A consortium of university-based programs offering credentials in urban and regional planning, the association seeks to strengthen the role of planning education in colleges and universities through publications, conferences and community engagement as well as through participation in the accreditation process.
A member of the UCLA faculty since 2001, Takahashi is also is also a professor of Asian American studies and associate director of the University of California Asian American and Pacific Islander Policy Multicampus Research Forum. She was serving as associate dean of research at UCLA Luskin when she was named interim dean in August, succeeding Frank Gilliam.
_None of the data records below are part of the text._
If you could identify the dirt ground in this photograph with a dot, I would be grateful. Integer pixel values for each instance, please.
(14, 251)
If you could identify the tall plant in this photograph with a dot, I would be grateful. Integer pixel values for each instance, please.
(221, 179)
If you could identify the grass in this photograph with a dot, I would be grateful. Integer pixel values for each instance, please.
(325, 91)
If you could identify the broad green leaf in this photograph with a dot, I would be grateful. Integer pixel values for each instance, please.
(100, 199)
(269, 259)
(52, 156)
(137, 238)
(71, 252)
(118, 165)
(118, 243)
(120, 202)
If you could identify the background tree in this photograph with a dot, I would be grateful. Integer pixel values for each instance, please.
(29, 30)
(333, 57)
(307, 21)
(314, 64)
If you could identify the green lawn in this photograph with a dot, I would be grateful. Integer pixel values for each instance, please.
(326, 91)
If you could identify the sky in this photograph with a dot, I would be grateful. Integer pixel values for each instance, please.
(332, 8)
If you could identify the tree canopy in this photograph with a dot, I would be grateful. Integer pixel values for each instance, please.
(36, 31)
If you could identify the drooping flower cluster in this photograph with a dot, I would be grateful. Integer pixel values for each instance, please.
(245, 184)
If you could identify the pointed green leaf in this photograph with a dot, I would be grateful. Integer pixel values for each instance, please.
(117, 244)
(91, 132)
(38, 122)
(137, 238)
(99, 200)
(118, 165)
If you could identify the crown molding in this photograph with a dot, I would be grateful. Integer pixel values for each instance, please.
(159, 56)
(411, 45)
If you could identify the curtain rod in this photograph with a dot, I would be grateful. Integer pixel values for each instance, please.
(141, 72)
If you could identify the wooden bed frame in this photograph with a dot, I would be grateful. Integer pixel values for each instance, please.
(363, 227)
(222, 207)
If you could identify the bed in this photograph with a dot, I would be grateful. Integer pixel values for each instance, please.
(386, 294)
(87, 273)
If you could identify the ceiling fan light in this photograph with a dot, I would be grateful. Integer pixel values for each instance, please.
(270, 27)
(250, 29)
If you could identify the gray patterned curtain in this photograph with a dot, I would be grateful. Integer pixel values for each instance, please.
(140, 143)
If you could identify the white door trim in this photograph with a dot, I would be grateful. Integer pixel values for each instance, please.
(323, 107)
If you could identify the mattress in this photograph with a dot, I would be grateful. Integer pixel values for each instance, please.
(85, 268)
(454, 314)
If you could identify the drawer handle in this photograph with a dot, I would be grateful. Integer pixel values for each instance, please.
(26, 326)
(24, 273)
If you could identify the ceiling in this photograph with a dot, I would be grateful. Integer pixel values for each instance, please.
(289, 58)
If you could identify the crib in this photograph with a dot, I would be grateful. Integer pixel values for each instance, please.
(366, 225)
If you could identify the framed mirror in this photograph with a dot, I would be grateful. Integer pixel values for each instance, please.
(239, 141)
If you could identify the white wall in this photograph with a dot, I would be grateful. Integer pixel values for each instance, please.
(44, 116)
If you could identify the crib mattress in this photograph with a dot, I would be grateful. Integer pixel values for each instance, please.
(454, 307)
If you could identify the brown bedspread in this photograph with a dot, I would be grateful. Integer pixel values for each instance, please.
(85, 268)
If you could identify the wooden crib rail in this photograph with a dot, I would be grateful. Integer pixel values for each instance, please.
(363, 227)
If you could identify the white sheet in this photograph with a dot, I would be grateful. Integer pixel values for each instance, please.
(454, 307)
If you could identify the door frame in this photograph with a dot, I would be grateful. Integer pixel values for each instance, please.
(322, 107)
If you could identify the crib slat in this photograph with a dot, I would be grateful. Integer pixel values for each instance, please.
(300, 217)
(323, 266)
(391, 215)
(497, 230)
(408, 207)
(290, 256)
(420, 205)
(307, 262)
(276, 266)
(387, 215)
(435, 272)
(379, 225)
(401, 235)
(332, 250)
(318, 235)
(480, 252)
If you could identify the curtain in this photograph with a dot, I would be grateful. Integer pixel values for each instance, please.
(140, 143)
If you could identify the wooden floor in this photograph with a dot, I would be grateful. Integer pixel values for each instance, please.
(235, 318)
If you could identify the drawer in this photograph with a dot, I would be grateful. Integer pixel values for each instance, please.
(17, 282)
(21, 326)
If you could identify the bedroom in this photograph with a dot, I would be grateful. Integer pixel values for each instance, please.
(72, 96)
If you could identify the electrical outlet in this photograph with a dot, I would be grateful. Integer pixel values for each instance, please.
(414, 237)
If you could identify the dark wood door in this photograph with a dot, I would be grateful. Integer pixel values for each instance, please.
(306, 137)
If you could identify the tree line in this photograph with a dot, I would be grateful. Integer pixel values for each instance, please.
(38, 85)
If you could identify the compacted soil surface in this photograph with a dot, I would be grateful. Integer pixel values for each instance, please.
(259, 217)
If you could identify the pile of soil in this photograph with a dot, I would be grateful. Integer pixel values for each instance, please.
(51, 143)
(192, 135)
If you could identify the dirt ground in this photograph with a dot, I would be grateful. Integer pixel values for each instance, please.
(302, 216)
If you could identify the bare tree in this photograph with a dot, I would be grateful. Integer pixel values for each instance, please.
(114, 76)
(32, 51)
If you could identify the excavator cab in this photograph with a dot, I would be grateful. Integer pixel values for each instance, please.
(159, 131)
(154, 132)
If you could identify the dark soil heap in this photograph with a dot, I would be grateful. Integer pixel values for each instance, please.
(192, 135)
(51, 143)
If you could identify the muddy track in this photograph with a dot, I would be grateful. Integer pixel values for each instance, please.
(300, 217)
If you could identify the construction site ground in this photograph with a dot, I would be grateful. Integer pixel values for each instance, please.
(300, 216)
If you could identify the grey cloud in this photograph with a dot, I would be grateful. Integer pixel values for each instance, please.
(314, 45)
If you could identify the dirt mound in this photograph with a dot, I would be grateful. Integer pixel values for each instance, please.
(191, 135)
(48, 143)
She has also served as chair of the Department of Urban Planning (2011-13) and chair of the UCLA Asian American Studies Center’s Faculty Advisory Committee (2010-13). Outside UCLA, Takahashi is a board member of the Western Center on Law and Poverty and a member of the editorial boards of the Journal of Planning Education and Research, Journal of the American Planning Association, and AIDS Education and Prevention.
A National Institutes of Health-funded scholar, Takahashi does research on public and social service delivery to vulnerable populations in the U.S. and Southeast Asian cities, HIV/AIDS, homelessness and environmental governance.
She has published more than 60 articles and chapters, and is the author of “Homelessness, AIDS, and Stigmatization: The NIMBY Syndrome in the United States at the End of the Twentieth Century.” She is also a co-author of “Rethinking Environmental Management in the Pacific Rim: Exploring Local Participation in Bangkok, Thailand.”
She received a Ph.D. in urban planning from the University of Southern California, an M.S. in public management and policy/architecture from Carnegie Mellon University, and an A.B. in architecture from UC Berkeley.